Another Wisconsin Community Bans Bartenders From Serving While Drunk
Neenah has become the latest Wisconsin community where bartenders can be cited if they’re legally intoxicated when they serve customers.
The Common Council voted 6-2 this week to enact a sober-server ordinance. It allows police to cite bartenders who have a blood-alcohol content of 0.08 percent or more, the same legal limit for drunken driving, The Post-Crescent Media reported.
“It seems reasonable that they need to be sober to do that,” she said.
Council member Shiloh Ramos told WHBY radio that bartenders also need to make judgments about whether a customer is too drunk to drive, so they themselves shouldn’t be impaired by alcohol.

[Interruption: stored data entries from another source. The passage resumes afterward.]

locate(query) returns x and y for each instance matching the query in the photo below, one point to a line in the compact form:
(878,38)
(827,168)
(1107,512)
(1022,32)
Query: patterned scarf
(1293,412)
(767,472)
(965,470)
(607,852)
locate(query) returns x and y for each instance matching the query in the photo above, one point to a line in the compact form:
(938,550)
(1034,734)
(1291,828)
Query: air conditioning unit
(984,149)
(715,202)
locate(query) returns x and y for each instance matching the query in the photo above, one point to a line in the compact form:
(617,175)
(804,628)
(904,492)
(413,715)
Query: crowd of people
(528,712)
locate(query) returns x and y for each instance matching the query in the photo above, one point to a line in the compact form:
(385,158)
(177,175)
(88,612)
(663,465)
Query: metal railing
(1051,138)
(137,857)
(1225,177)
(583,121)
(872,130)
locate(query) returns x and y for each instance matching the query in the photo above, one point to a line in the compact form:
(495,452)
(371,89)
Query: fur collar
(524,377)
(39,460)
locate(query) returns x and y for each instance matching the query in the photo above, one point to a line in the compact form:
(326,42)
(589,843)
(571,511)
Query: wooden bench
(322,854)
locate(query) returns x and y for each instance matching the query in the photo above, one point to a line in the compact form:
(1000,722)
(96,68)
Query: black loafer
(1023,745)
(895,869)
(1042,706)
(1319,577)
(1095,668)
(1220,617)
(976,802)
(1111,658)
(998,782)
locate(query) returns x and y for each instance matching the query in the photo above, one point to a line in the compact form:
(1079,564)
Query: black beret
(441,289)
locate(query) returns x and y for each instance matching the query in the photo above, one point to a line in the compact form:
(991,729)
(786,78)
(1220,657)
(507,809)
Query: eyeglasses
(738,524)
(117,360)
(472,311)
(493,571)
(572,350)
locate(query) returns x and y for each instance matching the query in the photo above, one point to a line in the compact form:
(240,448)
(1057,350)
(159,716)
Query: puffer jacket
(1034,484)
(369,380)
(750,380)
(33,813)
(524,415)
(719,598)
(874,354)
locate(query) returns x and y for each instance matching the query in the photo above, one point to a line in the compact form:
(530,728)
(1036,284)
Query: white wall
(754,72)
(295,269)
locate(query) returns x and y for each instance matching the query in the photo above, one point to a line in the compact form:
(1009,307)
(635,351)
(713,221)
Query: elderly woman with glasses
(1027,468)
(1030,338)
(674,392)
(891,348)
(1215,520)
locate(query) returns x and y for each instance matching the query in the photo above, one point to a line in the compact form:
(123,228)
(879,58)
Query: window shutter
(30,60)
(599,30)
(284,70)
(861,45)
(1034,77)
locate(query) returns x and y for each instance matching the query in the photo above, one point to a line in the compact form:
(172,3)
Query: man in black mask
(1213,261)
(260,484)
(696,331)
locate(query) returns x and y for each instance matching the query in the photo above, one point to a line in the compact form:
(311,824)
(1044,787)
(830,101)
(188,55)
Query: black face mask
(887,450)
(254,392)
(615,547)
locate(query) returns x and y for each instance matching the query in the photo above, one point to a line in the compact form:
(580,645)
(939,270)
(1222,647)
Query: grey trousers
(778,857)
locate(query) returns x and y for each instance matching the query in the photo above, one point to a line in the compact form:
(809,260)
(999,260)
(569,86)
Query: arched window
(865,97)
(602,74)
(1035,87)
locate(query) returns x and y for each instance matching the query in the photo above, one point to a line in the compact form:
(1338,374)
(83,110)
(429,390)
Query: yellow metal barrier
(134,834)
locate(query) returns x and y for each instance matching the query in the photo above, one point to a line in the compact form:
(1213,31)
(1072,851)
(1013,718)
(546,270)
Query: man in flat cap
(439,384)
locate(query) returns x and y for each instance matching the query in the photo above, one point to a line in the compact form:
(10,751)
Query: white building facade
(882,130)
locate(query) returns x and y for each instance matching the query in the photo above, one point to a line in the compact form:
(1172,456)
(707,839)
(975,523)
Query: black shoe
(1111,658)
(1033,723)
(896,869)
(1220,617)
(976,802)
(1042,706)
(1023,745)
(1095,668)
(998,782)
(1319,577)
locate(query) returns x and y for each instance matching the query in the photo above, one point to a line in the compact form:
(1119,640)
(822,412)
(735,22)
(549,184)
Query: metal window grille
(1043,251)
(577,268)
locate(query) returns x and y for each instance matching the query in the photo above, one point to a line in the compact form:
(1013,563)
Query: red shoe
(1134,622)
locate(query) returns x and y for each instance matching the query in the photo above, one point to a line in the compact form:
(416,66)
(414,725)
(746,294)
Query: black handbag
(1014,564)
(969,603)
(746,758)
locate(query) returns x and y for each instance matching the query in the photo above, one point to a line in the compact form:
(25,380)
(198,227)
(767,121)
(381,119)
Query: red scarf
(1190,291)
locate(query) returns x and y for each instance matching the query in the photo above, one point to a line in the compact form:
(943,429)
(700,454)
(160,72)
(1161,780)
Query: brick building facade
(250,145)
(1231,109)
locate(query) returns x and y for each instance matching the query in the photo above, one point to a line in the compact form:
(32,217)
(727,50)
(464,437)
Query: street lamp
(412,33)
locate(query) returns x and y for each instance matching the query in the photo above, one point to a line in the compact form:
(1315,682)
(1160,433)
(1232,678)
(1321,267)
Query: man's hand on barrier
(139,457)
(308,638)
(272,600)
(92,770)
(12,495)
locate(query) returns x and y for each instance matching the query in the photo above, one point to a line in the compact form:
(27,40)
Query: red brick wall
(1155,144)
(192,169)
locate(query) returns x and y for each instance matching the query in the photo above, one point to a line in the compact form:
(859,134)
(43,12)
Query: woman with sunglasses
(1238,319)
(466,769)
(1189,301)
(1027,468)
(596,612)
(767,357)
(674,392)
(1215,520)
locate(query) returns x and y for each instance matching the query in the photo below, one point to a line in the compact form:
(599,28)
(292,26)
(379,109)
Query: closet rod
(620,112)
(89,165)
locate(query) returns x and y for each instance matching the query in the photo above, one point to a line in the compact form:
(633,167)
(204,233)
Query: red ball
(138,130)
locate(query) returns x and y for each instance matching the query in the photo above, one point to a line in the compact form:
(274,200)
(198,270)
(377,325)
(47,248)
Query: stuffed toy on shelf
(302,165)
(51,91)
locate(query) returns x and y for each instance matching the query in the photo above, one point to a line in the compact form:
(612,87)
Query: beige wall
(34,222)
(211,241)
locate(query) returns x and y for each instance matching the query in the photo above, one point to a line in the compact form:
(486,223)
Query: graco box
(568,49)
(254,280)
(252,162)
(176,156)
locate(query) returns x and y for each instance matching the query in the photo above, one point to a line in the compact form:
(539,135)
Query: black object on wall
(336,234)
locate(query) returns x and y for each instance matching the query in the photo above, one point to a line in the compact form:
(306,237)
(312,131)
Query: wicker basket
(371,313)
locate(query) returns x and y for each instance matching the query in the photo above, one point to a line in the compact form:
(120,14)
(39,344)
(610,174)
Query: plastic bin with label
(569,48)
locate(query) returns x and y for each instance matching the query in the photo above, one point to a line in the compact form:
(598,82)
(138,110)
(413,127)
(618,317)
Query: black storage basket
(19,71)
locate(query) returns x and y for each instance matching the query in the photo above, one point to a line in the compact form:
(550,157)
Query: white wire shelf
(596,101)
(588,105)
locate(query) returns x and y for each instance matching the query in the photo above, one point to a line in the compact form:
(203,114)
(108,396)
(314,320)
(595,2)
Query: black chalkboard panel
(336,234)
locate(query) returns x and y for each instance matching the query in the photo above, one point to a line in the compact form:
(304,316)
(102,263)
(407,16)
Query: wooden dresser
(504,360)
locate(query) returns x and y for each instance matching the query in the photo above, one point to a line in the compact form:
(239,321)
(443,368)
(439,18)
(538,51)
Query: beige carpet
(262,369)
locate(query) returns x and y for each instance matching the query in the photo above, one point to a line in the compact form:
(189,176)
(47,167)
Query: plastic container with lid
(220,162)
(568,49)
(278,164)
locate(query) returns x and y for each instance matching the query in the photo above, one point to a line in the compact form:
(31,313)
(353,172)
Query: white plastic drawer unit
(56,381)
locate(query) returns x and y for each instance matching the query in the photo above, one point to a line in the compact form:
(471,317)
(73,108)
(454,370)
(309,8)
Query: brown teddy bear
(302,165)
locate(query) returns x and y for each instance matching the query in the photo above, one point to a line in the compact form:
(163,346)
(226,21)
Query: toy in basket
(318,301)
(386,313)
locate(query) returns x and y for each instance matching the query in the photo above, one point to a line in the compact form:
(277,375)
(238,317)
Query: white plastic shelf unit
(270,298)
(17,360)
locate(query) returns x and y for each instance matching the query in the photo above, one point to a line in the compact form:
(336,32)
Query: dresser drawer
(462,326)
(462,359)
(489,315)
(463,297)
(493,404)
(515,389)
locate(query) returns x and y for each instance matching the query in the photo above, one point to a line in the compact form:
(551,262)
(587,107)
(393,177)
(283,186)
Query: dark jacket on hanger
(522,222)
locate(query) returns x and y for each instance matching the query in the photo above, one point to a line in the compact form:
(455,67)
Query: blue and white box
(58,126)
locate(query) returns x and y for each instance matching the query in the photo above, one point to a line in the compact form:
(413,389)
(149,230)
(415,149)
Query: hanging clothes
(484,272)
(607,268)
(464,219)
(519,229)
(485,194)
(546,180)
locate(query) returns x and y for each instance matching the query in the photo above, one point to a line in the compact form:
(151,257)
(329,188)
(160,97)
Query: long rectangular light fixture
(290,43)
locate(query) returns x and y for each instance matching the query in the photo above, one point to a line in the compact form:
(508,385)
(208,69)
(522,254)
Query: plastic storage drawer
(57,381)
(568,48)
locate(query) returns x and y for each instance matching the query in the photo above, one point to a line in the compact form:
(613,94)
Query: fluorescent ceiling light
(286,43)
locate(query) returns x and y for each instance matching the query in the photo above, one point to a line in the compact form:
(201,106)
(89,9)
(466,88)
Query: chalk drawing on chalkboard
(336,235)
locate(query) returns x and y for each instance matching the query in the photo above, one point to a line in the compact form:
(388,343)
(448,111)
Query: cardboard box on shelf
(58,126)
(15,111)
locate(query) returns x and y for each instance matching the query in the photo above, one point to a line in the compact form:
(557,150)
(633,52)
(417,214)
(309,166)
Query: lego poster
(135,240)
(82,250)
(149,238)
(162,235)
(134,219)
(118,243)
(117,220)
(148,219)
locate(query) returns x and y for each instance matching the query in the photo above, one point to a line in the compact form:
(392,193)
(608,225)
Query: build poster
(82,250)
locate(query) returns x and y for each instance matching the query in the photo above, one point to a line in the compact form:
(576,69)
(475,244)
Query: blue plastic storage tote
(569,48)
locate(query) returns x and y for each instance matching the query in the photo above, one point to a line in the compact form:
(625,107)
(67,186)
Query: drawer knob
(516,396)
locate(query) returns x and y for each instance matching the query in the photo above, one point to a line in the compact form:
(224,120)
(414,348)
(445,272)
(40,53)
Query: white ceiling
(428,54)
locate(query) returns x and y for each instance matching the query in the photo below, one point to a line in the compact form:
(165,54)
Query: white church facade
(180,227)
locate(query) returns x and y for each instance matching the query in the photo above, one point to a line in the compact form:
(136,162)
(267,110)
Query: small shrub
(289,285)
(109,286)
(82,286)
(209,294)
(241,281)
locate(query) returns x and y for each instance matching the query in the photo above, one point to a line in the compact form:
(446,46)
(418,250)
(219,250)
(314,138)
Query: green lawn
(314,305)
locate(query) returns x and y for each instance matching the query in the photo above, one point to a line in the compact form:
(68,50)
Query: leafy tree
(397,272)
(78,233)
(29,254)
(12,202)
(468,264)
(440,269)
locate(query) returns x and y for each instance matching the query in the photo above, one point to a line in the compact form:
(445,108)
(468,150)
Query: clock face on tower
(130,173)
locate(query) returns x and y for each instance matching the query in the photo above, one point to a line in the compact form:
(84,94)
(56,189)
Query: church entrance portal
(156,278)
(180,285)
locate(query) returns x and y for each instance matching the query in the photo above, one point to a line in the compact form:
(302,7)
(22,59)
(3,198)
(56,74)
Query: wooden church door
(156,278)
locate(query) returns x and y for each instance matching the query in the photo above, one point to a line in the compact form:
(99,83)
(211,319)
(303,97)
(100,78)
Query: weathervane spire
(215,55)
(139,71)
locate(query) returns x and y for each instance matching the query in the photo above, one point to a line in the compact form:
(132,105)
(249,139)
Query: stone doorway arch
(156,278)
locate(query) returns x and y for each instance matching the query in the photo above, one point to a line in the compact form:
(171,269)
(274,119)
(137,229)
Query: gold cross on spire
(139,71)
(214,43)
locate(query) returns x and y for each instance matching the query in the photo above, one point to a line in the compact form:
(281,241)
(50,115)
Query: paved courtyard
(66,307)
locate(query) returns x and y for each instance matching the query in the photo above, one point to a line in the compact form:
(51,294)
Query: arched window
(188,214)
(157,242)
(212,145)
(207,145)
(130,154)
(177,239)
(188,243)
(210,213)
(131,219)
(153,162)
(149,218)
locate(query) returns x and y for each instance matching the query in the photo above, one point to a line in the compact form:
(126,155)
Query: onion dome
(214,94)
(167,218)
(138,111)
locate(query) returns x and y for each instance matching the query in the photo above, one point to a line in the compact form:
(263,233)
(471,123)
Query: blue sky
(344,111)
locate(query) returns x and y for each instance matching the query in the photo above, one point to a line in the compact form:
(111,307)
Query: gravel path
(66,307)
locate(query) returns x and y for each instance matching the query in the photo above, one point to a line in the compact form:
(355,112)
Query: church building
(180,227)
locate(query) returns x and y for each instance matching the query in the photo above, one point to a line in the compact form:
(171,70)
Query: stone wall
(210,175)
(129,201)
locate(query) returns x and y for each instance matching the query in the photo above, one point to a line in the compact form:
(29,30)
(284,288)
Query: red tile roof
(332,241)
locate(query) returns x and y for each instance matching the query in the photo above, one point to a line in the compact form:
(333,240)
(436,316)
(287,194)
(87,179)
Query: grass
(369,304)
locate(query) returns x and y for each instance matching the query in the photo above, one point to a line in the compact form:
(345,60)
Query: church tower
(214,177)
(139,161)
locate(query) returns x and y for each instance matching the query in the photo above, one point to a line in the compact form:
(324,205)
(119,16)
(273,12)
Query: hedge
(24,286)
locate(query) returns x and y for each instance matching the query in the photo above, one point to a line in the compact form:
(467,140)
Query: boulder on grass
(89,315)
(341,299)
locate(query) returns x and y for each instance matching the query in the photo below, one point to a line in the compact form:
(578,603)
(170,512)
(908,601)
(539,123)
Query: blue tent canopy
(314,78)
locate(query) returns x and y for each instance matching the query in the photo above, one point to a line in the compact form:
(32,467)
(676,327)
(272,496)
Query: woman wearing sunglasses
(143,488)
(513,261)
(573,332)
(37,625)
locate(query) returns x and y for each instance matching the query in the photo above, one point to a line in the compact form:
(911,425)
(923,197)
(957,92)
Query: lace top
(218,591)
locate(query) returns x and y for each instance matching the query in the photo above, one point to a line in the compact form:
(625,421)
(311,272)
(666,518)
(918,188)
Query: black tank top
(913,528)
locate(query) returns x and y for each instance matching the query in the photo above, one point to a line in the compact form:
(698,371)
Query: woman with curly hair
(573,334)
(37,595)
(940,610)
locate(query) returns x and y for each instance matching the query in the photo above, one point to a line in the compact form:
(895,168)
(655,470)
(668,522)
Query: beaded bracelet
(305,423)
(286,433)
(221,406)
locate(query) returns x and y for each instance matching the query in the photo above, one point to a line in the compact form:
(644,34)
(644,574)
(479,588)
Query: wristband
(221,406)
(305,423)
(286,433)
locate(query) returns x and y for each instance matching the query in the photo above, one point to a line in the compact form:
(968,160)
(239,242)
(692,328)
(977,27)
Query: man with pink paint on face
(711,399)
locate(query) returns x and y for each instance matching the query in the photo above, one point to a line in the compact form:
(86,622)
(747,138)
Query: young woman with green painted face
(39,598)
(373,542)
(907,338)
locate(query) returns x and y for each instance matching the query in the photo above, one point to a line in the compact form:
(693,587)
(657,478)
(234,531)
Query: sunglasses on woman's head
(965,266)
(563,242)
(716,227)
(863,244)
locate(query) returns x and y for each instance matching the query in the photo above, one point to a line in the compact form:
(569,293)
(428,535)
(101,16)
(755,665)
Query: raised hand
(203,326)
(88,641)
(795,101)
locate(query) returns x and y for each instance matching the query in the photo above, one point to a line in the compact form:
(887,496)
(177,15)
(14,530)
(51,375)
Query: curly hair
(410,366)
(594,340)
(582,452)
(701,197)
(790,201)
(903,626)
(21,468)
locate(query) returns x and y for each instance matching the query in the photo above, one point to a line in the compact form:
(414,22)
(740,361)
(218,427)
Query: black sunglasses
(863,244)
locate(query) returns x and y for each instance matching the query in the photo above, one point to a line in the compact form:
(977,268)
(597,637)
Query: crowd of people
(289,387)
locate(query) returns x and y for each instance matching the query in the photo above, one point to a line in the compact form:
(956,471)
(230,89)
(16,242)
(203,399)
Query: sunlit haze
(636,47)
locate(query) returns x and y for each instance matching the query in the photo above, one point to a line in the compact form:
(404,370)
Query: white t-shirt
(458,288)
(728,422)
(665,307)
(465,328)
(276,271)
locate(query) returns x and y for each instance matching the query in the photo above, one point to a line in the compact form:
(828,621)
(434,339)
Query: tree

An initial proposal called for bartenders to maintain absolute sobriety. Tavern owners pushed back, saying there should be no ordinance at all. In the end the council achieved what Alderwoman Cari Lendrum called “a perfect compromise” between the two sides.
Ricky Jacquart, the president of the Winnebago County Tavern League, argued against imposing what he said was a burdensome measure that would over-regulate businesses. He said 97 percent of tavern owners already enact such policies in their taverns.
The new ordinance doesn’t mean Neenah police will routinely enter taverns to give alcohol breath tests for bartenders, police Chief Kevin Wilkinson said. But bartenders could be tested if police are summoned to the bar for some other reason, such as a fight.
The four other Wisconsin communities with a sober-server ordinance are Madison, La Crosse, Jackson and Kenosha.